The parent company of PZ Cussons Nigeria is considering both partial and full divestitures as it seeks to lessen its exposure to the Nigerian naira, which has experienced a 70% devaluation recently. This decision was outlined in the company’s preliminary results for the fiscal year ending May 31, 2024, published on its website.
In the report, PZ Cussons acknowledged that it has received multiple inquiries from interested buyers regarding its African operations. The company stated, “In the past year, we have made notable operational strides and adhered to our strategic priorities, despite facing macroeconomic challenges.”
The report further noted the impact of the naira’s depreciation on the firm’s financial performance. “The significant decline in the naira has affected our reported results. We are actively working to mitigate these effects while continuing to serve Nigerian consumers grappling with rising inflation and economic hardships.”
Despite the challenges in Nigeria, PZ Cussons reported robust growth in its UK Personal Care segment, achieving double-digit revenue growth.
On the divestiture plans, the company highlighted a strong interest in its African business, recognizing the potential of its brands. “The positive trends observed in the latter half of FY24 have carried into the new fiscal year. We are advancing plans to sell our St. Tropez brand and have received several expressions of interest for our African operations,” the statement read.
PZ Cussons expressed confidence in its long-term prospects, emphasizing a more focused portfolio aimed at delivering sustainable and profitable growth.
The report also detailed a foreign exchange loss of £107.5 million, primarily attributed to the devaluation of the naira against the dollar. This loss arose from the translation and settlement of USD-denominated liabilities associated with its Nigerian subsidiaries.
In April, CEO Jonathan Myers remarked that the company was reassessing its brand portfolio and geographic focus due to the challenging economic landscape in Nigeria. This reassessment came shortly after the Securities and Exchange Commission denied PZ Cussons’ request to acquire shares from minority shareholders in its Nigerian subsidiary.
As of May 31, PZ Cussons held a 73.27% stake in PZ Cussons Nigeria Plc, which has faced significant financial difficulties, posting a loss of N94.78 billion in the third quarter of 2023/24, compared to a profit of N11.213 billion in the same period the previous year.
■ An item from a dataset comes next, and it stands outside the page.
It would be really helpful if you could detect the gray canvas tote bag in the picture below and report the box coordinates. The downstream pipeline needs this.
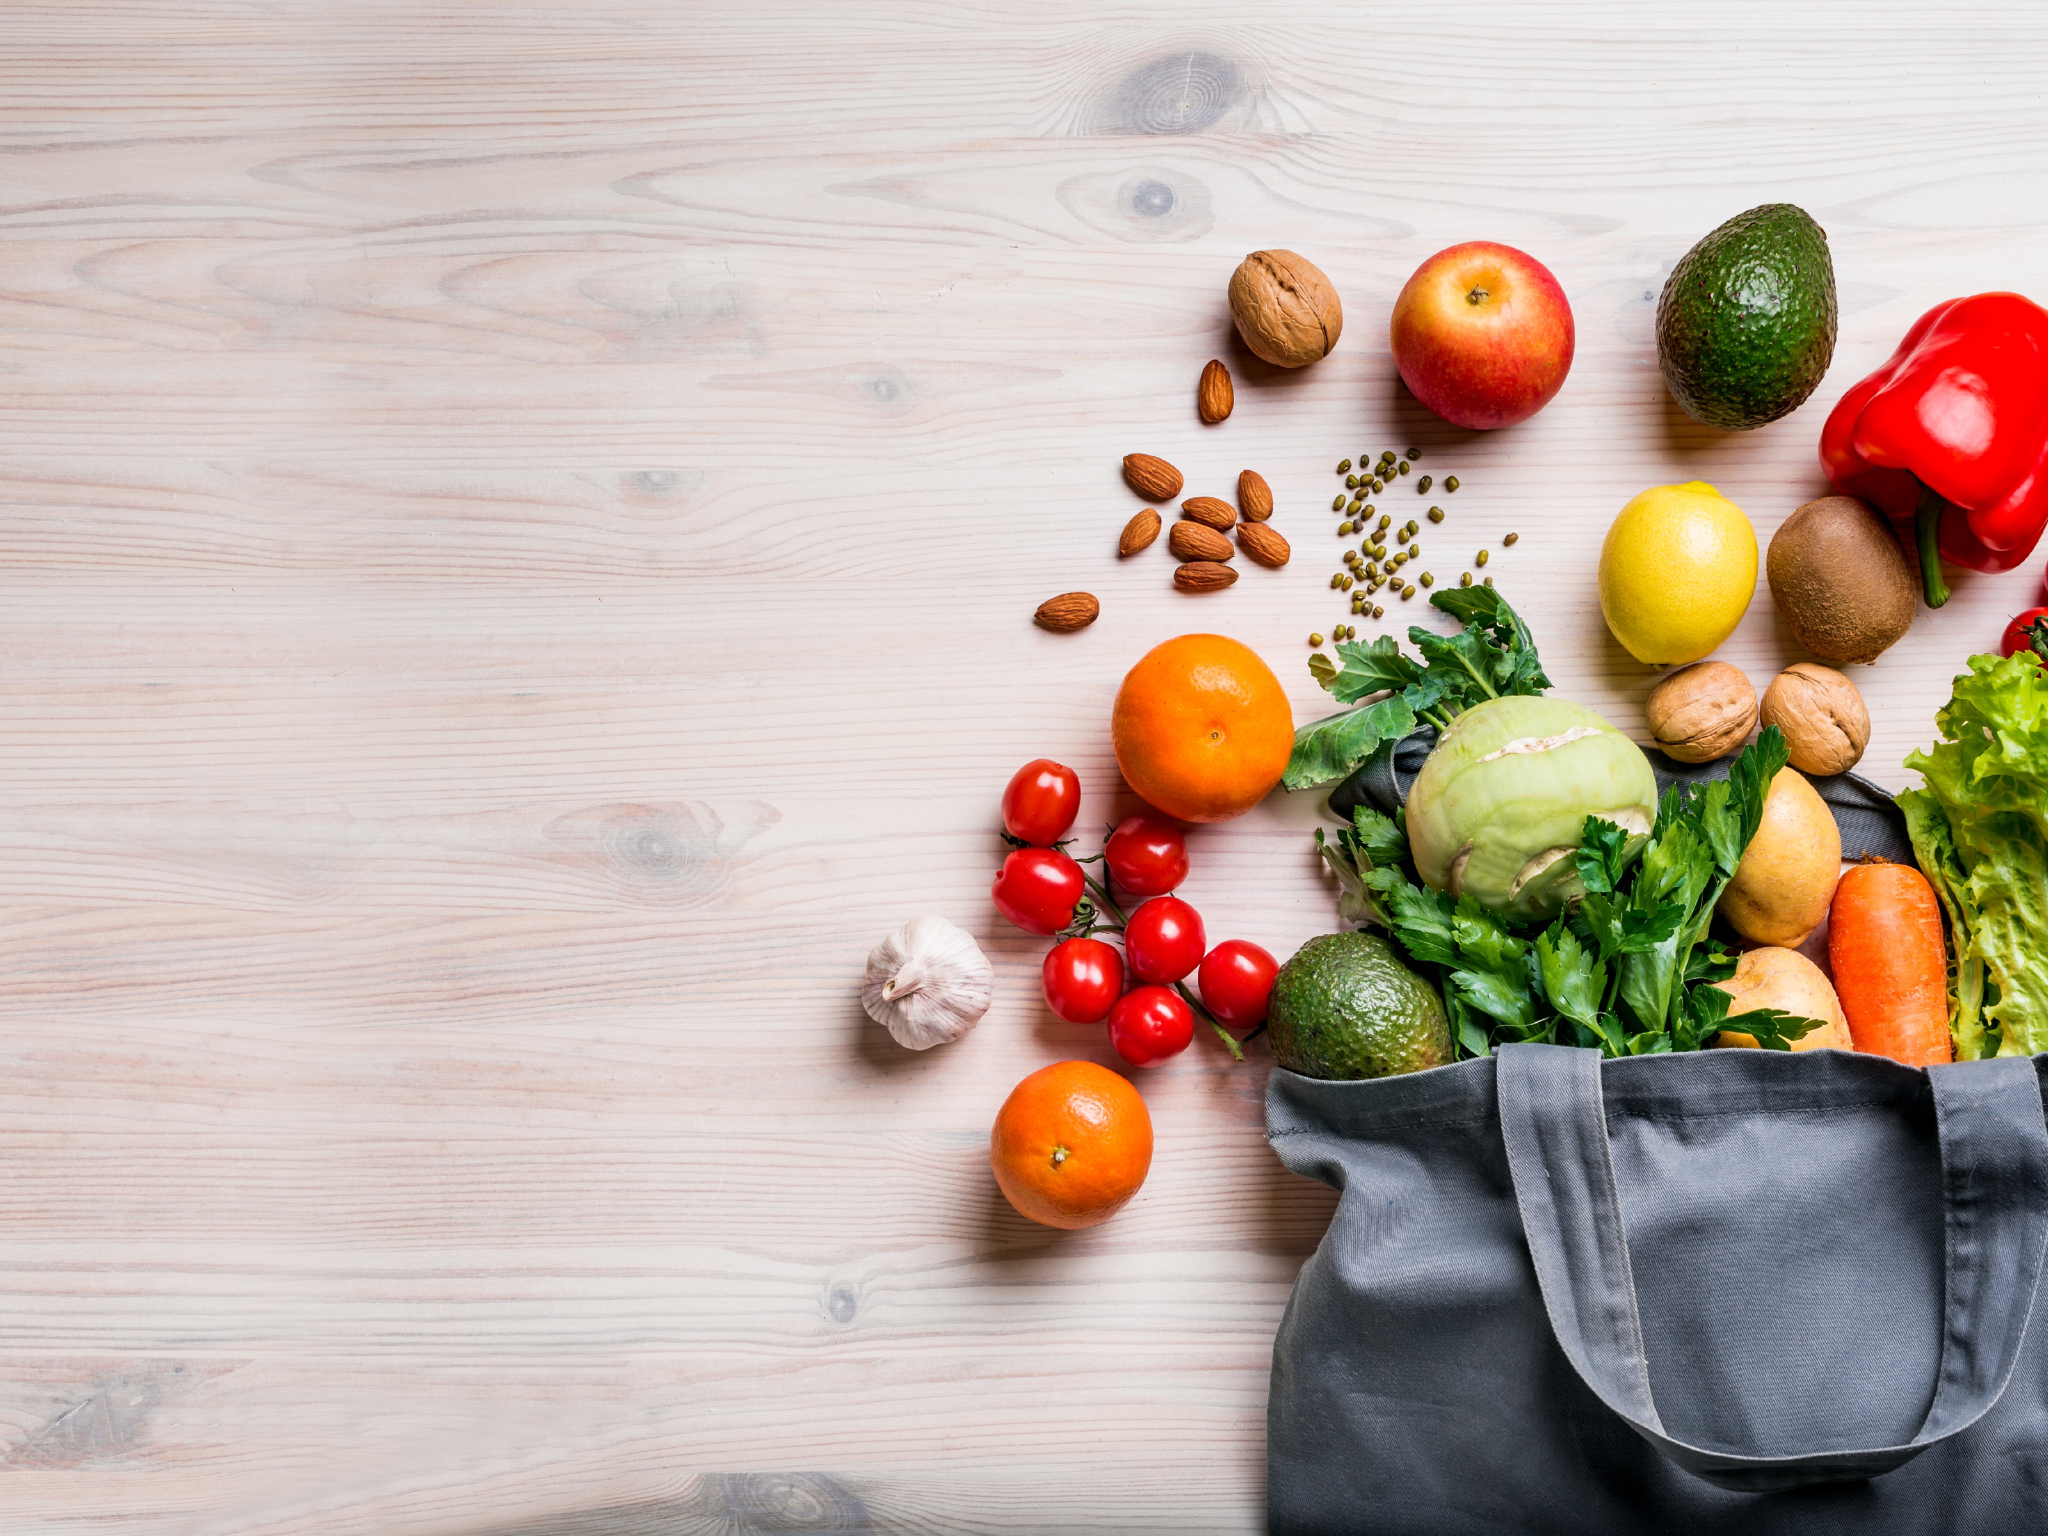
[1266,1044,2048,1534]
The firm also reported a N74.14 billion loss in the second quarter and remains in a negative net asset position.
Earlier this year, the Securities and Exchange Commission rejected PZ Cussons’ attempt to buy out minority shareholders at N23 per share to facilitate delisting from the Nigerian stock exchange.
In a recent announcement, PZ Cussons indicated that its closed period will remain in effect until 24 hours after the release of its unaudited financial statements for the first quarter ending August 31, 2024.